Consequently the chemical industry regarded the discovery of these phenoxy herbicides as the greatest single advance in the science of weed control and one of the most significant in agriculture. In 1947 researchers discovered that 2,4,5-T and 2,4-D affected broad-leaved plants but left cereal crops alone. The chemical industry started its first green revolution.

"After the war," wrote Thomas Whiteside, "many of the herbicidal materials that had been developed and tested for biological-warfare use were marketed for civilian purposes and used by farmers and homeowners for killing weeds and controlling brush."

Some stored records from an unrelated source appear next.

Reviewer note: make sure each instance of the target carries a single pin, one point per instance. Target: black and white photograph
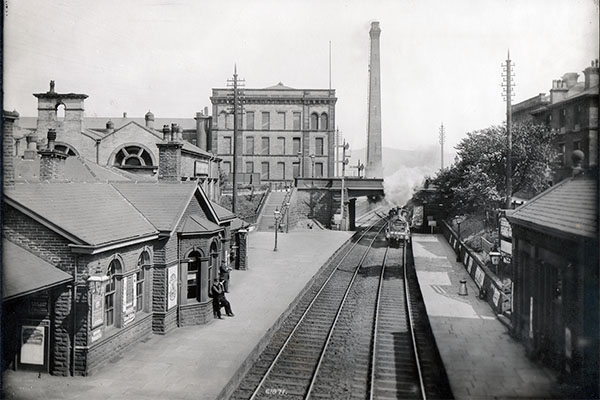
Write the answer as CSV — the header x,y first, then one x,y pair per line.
x,y
336,199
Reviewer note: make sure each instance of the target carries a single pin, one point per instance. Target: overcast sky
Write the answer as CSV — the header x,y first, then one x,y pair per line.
x,y
440,60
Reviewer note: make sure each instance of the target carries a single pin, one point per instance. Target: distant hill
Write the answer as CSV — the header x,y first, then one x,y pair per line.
x,y
404,169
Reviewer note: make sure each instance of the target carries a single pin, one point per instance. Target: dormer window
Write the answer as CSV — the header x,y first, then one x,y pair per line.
x,y
133,157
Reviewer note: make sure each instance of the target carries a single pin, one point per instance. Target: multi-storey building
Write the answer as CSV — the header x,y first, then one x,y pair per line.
x,y
284,133
94,263
571,109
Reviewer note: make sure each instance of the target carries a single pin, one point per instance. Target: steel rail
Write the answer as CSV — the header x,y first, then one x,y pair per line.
x,y
411,325
375,329
337,315
308,308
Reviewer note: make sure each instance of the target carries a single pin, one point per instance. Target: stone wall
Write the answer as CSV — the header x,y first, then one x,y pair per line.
x,y
313,204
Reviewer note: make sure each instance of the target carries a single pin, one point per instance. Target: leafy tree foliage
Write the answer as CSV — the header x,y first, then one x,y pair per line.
x,y
477,179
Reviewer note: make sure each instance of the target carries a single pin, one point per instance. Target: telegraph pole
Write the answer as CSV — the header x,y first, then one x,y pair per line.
x,y
507,86
345,147
442,140
237,141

The herbicides that became the most popular and widely used were the most powerful - 2,4,5-T and 2,4-D. Their sale was swiftly sanctioned by the relevant authorities. Although the US was the largest market for these phenoxy herbicides they were sold all over the planet. They were used as weed killers but they were also used to defoliate railway embankments, on awkward hedgerows to remove hardy brushwoods, and to control weeds particularly on cereal monocultures. Local authorities, railway and electricity companies, farmers and gardeners all used the various phenoxy herbicides to destroy unwanted vegetation. Between 1945 and 1963, the production of herbicides in the US rose from 917,000 to 150 million pounds. This total virtually trebled after 1963 with the use of these herbicides in Vietnam.

The spraying began in January 1962. Six chemical mixtures were used. The military named them Orange (2,4-D, 2,4,5-T); White (2,4-D, picloram); Blue (cacodylic acid); Purple (2,4-D, 2,4,5-T); Pink (2,4,5-T) and Green (2,4,5-T). Purple, Pink and Green were used to defoliate mangrove and jungle areas from 1962 to 1965 when they were replaced by Orange and White. Blue was used from 1962 to 1971 to destroy the stable crops of Vietnam - beans, manioc, corn, bananas, tomato and rice.

Agent Orange comprised of almost two-thirds of the herbicides sprayed. It was used primarily to defoliate but it was also sprayed on broad-leaved crops. The spraying was done from the air by C-123 planes fitted with 1000 gallon tanks in what became known as Operation Ranch Hand. Approximately 20,000 missions were flown. A small quantity was hand sprayed around camps, waterways and paths. Between July 1965 and June 1970 11.25 million gallons of Agent Orange were sprayed in Indochina.